There were a number of small companies occupying the mews off Greek Street. In the former ground-level stables were architectural offices, public relations offices, design studios and the like. On the second floors were those working in less prestigious occupations, such as film editors. Directly across from me, at eye level, were half a dozen middle-aged tailors putting the final hand stitches into gentlemen’s clothing for bespoke tailors on Savile Row.
Yoko went to work re-editing the scene that she disliked the most, the meeting with the draft evaders. It was changed from an intelligent, but quite friendly, sparring of opinions markedly different from those of Yoko into unintelligible gibberish, with Yoko doing most of the talking. It was then sent off to the negative cutters and on to Technicolor to be blown up to 35mm.
Neither Let it Be or Bed Peace was strong enough to merit a theatrical release on its own. Perhaps if each were cut to 50 or 60 minutes, they could have succeeded as a double feature on the demise of the Beatles.
One consequences of John and Yoko’s trip to Montréal was the writing and filming of Imagine, in a white room, with a white floor and a white piano, all lit by Nic Knowland. John had done a complete turnaround from his rejection of the idealism of the striking Hornsey Art School students and created perhaps his, and her, most memorable song.
Yoko was dissatisfied with Bed Peace and eventually re-edited it in New York so that her manifesto for world peace might be better understood. It was no longer a cinema verite documentary, but now credited Yoko as director. The film was so changed that you could no longer tell the difference between the Beatles Fan Club, the Red Rabbi, the fugitive draft dodgers or anyone else. The visuals looked as if they had been run through the blades of a Vitamix, leaving the overall impression of two people hounded by the paparazzi, insatiable fans and curious admirers. It had become a remake of Rape with John and Yoko too numb to cry for mercy.

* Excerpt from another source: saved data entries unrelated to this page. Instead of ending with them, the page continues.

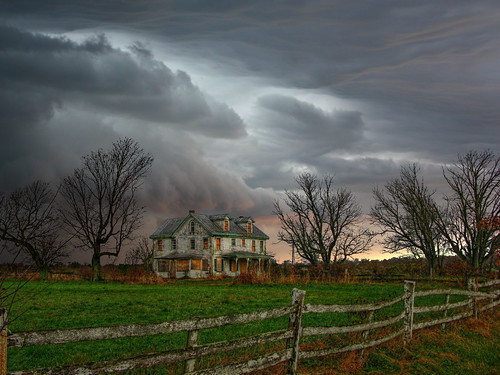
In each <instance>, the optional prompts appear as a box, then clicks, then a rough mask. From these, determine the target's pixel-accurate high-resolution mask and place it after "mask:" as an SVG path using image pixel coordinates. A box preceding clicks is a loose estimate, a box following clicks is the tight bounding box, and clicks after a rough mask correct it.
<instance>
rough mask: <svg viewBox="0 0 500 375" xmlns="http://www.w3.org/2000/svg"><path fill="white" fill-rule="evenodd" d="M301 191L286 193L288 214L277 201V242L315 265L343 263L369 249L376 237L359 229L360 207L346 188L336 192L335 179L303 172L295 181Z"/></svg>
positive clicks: (360, 208) (278, 201)
mask: <svg viewBox="0 0 500 375" xmlns="http://www.w3.org/2000/svg"><path fill="white" fill-rule="evenodd" d="M296 182H297V184H298V185H299V190H298V191H288V190H287V191H285V195H286V199H285V204H286V206H287V207H288V211H289V213H287V212H285V211H284V210H283V209H282V208H281V206H280V203H279V201H275V202H274V209H275V211H274V212H275V214H276V215H277V216H278V218H279V220H280V222H281V231H280V232H279V233H278V239H279V240H280V241H284V242H286V243H288V244H290V245H291V246H293V247H294V248H295V249H297V253H298V254H299V256H300V257H302V258H303V259H305V260H307V261H309V262H310V263H311V264H313V265H316V264H318V263H320V262H321V263H323V264H324V265H325V267H328V266H329V265H330V264H331V263H334V262H341V261H344V260H346V259H347V258H349V257H351V256H353V255H355V254H360V253H364V252H366V251H368V250H369V248H370V243H371V239H372V237H373V235H372V234H371V232H370V231H368V230H367V229H362V228H360V227H359V224H360V222H361V208H360V206H359V205H358V204H357V203H356V199H355V197H354V195H353V194H352V193H351V192H350V191H348V190H346V189H345V188H338V189H335V188H334V186H333V177H332V176H326V177H324V178H323V179H319V178H318V177H316V176H314V175H312V174H309V173H304V174H301V175H299V176H298V177H297V178H296Z"/></svg>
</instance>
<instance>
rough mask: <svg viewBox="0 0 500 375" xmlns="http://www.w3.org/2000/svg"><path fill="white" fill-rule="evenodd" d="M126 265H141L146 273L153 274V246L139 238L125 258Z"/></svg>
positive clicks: (147, 240) (150, 241)
mask: <svg viewBox="0 0 500 375" xmlns="http://www.w3.org/2000/svg"><path fill="white" fill-rule="evenodd" d="M125 262H127V263H128V264H142V265H143V267H144V269H145V270H146V271H148V272H153V246H152V244H151V241H149V240H148V239H147V238H141V239H140V240H139V242H138V243H137V244H136V246H135V247H133V248H132V250H130V251H129V253H128V254H127V256H126V257H125Z"/></svg>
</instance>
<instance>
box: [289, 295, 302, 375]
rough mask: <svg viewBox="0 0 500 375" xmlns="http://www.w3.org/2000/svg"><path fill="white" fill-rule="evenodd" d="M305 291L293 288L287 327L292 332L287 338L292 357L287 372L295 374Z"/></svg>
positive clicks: (298, 351)
mask: <svg viewBox="0 0 500 375" xmlns="http://www.w3.org/2000/svg"><path fill="white" fill-rule="evenodd" d="M305 295H306V292H305V291H304V290H300V289H295V288H294V289H293V292H292V312H291V313H290V320H289V323H288V329H289V330H291V331H292V332H293V336H292V338H291V339H289V340H288V345H287V347H288V348H291V349H292V357H291V358H290V363H289V368H288V373H289V374H291V375H295V374H296V372H297V364H298V362H299V344H300V337H301V336H302V311H303V310H304V297H305Z"/></svg>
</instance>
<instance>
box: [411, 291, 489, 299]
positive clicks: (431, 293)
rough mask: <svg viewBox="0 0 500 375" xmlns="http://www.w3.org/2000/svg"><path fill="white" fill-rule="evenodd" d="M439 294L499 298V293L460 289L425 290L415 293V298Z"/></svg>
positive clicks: (484, 297)
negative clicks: (489, 292) (474, 290)
mask: <svg viewBox="0 0 500 375" xmlns="http://www.w3.org/2000/svg"><path fill="white" fill-rule="evenodd" d="M439 294H450V295H456V296H471V297H484V298H495V297H496V296H497V294H498V292H496V293H483V292H474V291H472V290H460V289H433V290H425V291H420V292H415V297H425V296H435V295H439Z"/></svg>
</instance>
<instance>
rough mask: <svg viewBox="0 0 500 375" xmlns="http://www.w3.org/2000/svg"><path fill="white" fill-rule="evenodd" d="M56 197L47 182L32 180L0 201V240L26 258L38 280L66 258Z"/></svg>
mask: <svg viewBox="0 0 500 375" xmlns="http://www.w3.org/2000/svg"><path fill="white" fill-rule="evenodd" d="M56 195H57V193H54V192H53V191H52V189H51V188H50V185H49V184H48V183H45V182H41V181H35V182H33V183H31V184H29V185H27V186H25V187H24V188H21V189H18V190H16V191H14V192H13V193H12V194H10V195H9V196H7V197H2V198H1V200H0V239H1V240H4V241H8V242H10V243H13V244H14V245H16V247H19V248H21V249H22V251H23V253H25V254H27V255H29V257H30V258H31V259H32V261H33V262H34V263H35V266H36V267H37V269H38V270H39V271H40V277H41V278H46V277H47V274H48V271H49V268H50V266H52V265H53V264H54V263H56V262H57V261H59V260H61V259H62V258H64V257H65V256H66V255H67V253H66V248H65V245H66V243H67V239H64V238H63V236H62V235H61V230H60V227H61V221H60V219H59V217H58V215H57V210H56V208H55V204H54V201H55V198H56ZM14 251H15V252H17V251H16V250H14Z"/></svg>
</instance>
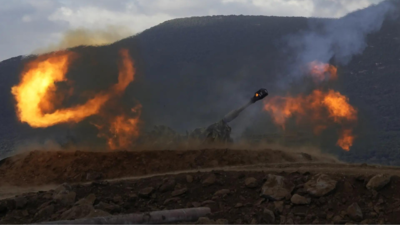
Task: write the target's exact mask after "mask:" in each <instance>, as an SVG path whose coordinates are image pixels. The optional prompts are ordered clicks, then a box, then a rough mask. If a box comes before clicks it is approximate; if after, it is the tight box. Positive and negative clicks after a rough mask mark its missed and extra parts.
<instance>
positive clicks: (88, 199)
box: [75, 194, 96, 205]
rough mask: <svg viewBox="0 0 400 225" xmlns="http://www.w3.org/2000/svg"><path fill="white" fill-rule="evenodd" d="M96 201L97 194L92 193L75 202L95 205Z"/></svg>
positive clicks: (86, 204)
mask: <svg viewBox="0 0 400 225" xmlns="http://www.w3.org/2000/svg"><path fill="white" fill-rule="evenodd" d="M94 201H96V195H95V194H90V195H88V196H86V197H85V198H81V199H80V200H79V201H77V202H76V203H75V204H76V205H85V204H86V205H93V203H94Z"/></svg>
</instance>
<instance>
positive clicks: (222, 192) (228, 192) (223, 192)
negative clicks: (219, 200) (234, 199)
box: [214, 189, 231, 197]
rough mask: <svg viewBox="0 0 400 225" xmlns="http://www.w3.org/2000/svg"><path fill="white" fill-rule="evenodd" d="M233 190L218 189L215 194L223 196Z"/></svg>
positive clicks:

The film was released in New York as The Bed-In and got horrible reviews. Years later, this re-edited version was renamed Bed Peace and made available on YouTube, where it can be found today without commercials (over 1 million viewers to date).
As for me, I had been working for John and Yoko 14 to 15 hours a day, seven days a week for 3 1/2 months at a reasonable hourly rate. I had covered my debts and had a bank account flush enough to acquire a rent-controlled flat in Knightsbridge, due to the forced eviction for multiple marijuana busts of an up-and-coming band known as The Third World War. I could even invite my infant daughter and charming American wife back to London, after she’d freaked-out and fled to the States, draining our meager savings account and kneecapping me with unexpected debt.
I had survived the Sixties. Oh, Lucky Man!

Jack Reilly was raised in Washington, DC. After graduating from the University of Pennsylvania he and his wife moved to London to attended the London International Film School. On the strength of an experimental film he got into the documentary film industry just as direct cinema was coming into its own. His most outstanding credits were as a film editor; he also directed infomercials for such companies as DuPont Chemicals, UK. In his last two years in London he taught at the Hornsey College of Art, while developing two feature film scripts, which were well regarded but never produced.